Worthington Schools' new director of diversity, equity and inclusion building relationships
Toya Spencer essentially is on a listening tour of Worthington Schools and the greater community.
The recently appointed director of diversity, equity and inclusion said she has spent the past few weeks gathering input from principals, administrators and teachers to build an intellectual foundation for her new role.
Spencer, who started her job Aug. 3, said she will rely on the direction of Superintendent Trent Bowers as she proceeds in the newly created position.
"Trent has outlined what he wants this role to look like," said Spencer, 47. "Again, I would say we're being very slow to come out with a list of precise goals because I think, personally, I want to understand the community.
"It's a collaborative effort."
"Toya will work as a cabinet member of our central-office team to help make sure we are considering diverse student populations in our decision-making," Bowers said. "She'll build relationships with students and community members to help us improve their experience.

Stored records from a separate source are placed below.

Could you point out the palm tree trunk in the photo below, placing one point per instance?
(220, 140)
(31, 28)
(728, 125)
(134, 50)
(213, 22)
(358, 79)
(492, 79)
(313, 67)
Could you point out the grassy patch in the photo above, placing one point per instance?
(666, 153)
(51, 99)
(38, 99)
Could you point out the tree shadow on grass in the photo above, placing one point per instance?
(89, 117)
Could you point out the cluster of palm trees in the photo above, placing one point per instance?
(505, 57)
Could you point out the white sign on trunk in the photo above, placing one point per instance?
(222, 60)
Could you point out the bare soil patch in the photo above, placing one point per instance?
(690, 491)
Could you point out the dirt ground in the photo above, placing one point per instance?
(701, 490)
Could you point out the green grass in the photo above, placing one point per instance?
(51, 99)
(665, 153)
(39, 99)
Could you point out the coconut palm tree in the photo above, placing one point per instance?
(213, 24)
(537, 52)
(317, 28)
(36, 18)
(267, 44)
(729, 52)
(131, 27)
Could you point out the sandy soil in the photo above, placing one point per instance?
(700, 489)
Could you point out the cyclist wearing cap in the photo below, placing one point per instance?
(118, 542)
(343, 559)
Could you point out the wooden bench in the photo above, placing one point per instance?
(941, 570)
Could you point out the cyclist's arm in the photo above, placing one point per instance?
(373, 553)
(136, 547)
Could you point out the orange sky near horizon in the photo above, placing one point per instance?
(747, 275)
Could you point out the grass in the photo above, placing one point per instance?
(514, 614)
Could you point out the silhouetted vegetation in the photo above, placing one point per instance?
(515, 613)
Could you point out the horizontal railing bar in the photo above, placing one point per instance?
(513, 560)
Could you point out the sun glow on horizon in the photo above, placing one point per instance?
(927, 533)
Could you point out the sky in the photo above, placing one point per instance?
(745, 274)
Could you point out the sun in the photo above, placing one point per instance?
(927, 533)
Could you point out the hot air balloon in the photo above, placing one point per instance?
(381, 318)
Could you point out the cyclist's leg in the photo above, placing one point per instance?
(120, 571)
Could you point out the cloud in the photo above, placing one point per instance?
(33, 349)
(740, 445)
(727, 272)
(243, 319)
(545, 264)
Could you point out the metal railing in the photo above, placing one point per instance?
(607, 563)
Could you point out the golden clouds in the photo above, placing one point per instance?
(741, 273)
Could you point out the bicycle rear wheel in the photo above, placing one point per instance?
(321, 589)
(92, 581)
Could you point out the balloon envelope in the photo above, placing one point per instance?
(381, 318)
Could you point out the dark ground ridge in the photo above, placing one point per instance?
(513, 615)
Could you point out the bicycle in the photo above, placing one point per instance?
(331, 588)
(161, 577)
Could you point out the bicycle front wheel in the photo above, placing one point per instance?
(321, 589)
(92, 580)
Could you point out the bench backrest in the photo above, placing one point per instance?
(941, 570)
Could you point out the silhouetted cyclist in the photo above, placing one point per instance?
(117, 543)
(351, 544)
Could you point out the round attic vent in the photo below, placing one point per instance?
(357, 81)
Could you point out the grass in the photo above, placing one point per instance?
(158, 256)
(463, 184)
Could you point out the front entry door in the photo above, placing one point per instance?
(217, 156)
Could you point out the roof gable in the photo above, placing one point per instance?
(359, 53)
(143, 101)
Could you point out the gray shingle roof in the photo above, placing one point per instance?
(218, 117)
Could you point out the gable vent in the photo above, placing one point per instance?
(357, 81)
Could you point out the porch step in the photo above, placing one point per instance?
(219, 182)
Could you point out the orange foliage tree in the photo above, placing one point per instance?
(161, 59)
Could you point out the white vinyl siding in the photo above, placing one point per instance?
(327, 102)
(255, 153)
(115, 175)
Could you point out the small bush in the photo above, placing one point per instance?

She'll help design and lead staff training, and she'll work to create community education programs.
"Immediately, we want Toya to build relationships, learn about Worthington Schools, and we're super excited that she's becoming a member of our Worthington Schools community, not only as a leader but also as a parent."
Her annual salary is $117,239, and her benefits contributions will be at least $12,896, though that could increase by up to $24,000 depending on the insurance options she selects, according to district spokeswoman Vicki Gnezda.
A native of Warren, Spencer earned her bachelor's degree from Kent State University and master's degree from Duquesne University.
Spencer said she spent nearly 20 years in the corporate world, starting out in merchandising for Abercrombie & Fitch and being promoted to human resources and then an executive position to "strengthen diversity, inclusion and cultural competencies across the organization," according to the Worthington Schools website, worthington.k12.oh.us.
She said she worked for other corporations, including Huntington Bancshares and Danaher Corp., where she worked in similar capacities and visited 20 countries in the process.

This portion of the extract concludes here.